Her racist, n-word laden rant on air last week created a firestorm in the media, and led to her early retirement from the airwaves.
Turns out, for almost two years Laura Schlessinger wrote a handful of articles for the Statesman. She never rose above the position of staff writer, but her work made several appearances on the front page of the paper.
Most of what Schlessinger covered was mundane campus news, but one story she wrote–her first, as far as we can tell–is especially ironic.
“Two Freshmen Guilty of Showing Obscenity,” reads the headline. In the fall of 1964, two students carved what is described as an “obscene” word onto a pumpkin, which was then displayed in an H Quad window.
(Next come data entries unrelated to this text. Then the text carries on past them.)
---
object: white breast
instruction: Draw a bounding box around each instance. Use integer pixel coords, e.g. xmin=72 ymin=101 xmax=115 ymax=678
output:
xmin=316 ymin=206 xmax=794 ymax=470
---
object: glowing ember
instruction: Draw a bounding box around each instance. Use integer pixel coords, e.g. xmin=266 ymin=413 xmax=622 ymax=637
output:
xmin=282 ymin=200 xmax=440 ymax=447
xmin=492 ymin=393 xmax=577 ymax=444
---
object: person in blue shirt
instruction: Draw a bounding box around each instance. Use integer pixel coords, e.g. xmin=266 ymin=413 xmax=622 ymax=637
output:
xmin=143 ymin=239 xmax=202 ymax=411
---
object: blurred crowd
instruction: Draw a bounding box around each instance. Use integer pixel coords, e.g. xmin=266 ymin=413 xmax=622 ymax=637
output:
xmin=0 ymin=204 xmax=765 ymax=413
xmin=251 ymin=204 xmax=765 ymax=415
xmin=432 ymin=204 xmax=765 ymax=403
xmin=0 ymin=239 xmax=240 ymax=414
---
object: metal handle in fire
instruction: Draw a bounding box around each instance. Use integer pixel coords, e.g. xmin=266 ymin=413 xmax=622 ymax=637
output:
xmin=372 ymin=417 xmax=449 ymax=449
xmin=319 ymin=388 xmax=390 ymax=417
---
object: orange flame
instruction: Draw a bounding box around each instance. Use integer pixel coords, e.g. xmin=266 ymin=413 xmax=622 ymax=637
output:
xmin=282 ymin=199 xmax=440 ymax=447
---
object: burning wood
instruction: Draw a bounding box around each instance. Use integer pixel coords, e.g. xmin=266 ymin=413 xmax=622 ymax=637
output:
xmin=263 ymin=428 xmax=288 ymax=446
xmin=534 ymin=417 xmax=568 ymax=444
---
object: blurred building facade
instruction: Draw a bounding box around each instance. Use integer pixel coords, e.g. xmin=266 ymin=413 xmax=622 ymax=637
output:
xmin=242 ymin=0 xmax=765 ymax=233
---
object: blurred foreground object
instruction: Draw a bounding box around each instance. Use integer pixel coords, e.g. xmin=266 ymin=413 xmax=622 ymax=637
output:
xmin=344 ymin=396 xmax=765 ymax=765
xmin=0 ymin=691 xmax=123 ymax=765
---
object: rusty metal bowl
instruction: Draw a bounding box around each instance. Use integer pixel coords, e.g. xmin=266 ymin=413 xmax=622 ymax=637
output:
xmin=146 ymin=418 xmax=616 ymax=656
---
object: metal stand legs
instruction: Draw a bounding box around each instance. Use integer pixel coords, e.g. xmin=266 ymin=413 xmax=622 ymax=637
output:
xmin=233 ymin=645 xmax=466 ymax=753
The issue was big enough to warrant a campus judicial hearing, and the two students were found guilty and punished. But it is Schlessinger’s report that is noteworthy, herself now facing the consequences of publicly using inappropriate language.
“Two freshmen girls, found guilty of ‘performing an act which openly outrages public decency, i.e., by displaying an obscene word in their window, they behaved in a manner contrary to behavior of responsible and mature university students’ were sentenced to be campused,” writes Schlessinger, unaware of just how ironic those words would be a mere 46 years later. I wonder how Reporter Laura would have covered Doctor Laura.
Schlessinger doesn’t appear to have made a lasting impression at the paper, though.
I spoke with a former Statesman Editor in Chief Rolf Fuessler, who was the last EIC to manage Schlessinger’s brief career as a newspaper reporter.
“I was on the paper from basically ‘64 to ‘68. In ‘65 I was sports editor, for a year and a half I was the editor, into the middle of ’68.” said Fuessler. “The name always rings familiar, but I don’t know anything about her.”
Another former Editor in Chief Robert Pugsley, now a law professor at Southwestern Law School, also doesn’t remember Schlessinger.
“I really have no recollection of her,” he said. “I remember some people from the paper, but not her.”
Yet there’s her name, atop articles about unionizing efforts and campus dorms. And while she may not have left any impressions on her editors while at Stony Brook, she’s made some now.
“She seems to be a creep, but that’s just my reaction to looking at her,” said Fuessler.